First and foremost, it advocated unquestioning respect for the older generation who enjoyed an almost exalted position in local society. The Adyge Khabse also held that the shame of any individual reflected on his immediate family who collectively shared his guilt.


Consequently, the Adyge Khabse dominated not just the family circle but all aspects of social interaction. At the highest level, it formed the basis of an informal "people's court".


Children learned the Adygean code of conduct from birth, taking their lead from immediate members of the family, then from their peers. When guests visited the family house, the younger generation were forbidden from sitting down at table and instead had to look after the guests.

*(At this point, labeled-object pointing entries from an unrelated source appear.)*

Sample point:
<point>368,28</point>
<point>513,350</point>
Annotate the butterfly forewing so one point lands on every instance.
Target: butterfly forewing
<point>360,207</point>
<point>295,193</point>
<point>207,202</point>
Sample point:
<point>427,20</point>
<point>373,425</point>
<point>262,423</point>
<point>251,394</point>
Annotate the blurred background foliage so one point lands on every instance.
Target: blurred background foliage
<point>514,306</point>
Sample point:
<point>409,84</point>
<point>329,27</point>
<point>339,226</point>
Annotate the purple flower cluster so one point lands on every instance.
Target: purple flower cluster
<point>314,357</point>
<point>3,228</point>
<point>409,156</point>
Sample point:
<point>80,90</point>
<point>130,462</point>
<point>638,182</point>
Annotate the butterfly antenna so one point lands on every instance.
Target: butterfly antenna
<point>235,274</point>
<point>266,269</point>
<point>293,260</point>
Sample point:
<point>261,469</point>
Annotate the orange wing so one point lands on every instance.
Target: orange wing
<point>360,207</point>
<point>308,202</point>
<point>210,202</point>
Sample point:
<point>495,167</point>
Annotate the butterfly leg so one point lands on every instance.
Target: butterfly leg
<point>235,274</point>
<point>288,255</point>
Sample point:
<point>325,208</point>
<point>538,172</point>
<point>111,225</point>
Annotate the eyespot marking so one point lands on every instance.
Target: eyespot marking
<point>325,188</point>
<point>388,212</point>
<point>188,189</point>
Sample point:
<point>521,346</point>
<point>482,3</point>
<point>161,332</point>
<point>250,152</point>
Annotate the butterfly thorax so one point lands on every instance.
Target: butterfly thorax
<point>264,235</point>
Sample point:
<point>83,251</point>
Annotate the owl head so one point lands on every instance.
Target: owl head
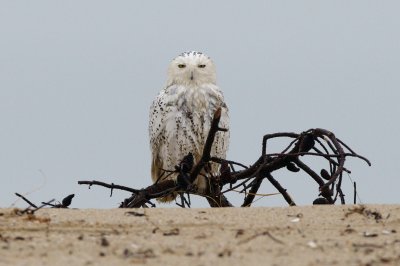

In the course of the daily routine, young people were not permitted to talk directly to their elders or join in their discussions. They were only allowed to answer direct questions.


The Adyge Khabse also gave members of the older generation the right to punish anyone who broke the code and brought shame on their families. Thus complete strangers could accost youngsters who were improperly dressed, badly behaved or abusive and mete out whatever punishment they felt appropriate.


The Soviet authorities did their best to eradicate the Adygean code of conduct which they saw as a threat to collective existence. And, on a wider social level, the tenets of the Adyge Khabse were swiftly crushed by a bureaucratic machine which demanded complete subservience to the state programme.


However, many Adygean families - particularly those living in rural areas - kept the old traditions alive. For some, this marked an attempt to resist the Russification of the Soviet republics; for others, it was a desire to preserve the last remnants of the old life.


A few enlightened Communist leaders realised that the Adyge Khabse was the glue that kept society together rather than a divisive anachronism - especially as moral values were eroded by the Soviet ideology.


Thus, in Soviet times, it was not uncommon to see a village elder reprimand a young man for failing to give up his seat in a bus or looking unkempt or swearing in public. And, behind closed doors, the Adyge Khabse continued to provide a source of welfare for those who had fallen on hard times or suffered a bereavement.


Today, however, champions of Adygean etiquette are few and far between. In the past, Adygeans professed complete contempt for material attributes, believing that moral rectitude and personal honour were the most valuable possessions a person could have.


But new laws governing ownership and property have driven rifts between families, with brothers fighting brothers over the division of their father's land.


The Adyge Khabse has also proved itself unequal to the task of combating drug-abuse and alcoholism which are both new phenomena in Adygean society.


The younger generation has effectively rejected the rules of a patriarchal society, preferring to take their cue from the influx of Western culture which has flooded the post-Soviet cultural vacuum.


There is little hope that the Adygean code of honour will find itself a new role in the North Caucasus of today. Recent events such as the wars in Chechnya, the Dagestan incursions and the unrest in Karachaevo-Cherkessia have served to promote the spirit of adventurism, proving that there is little to gained by meek subservience and abstract values.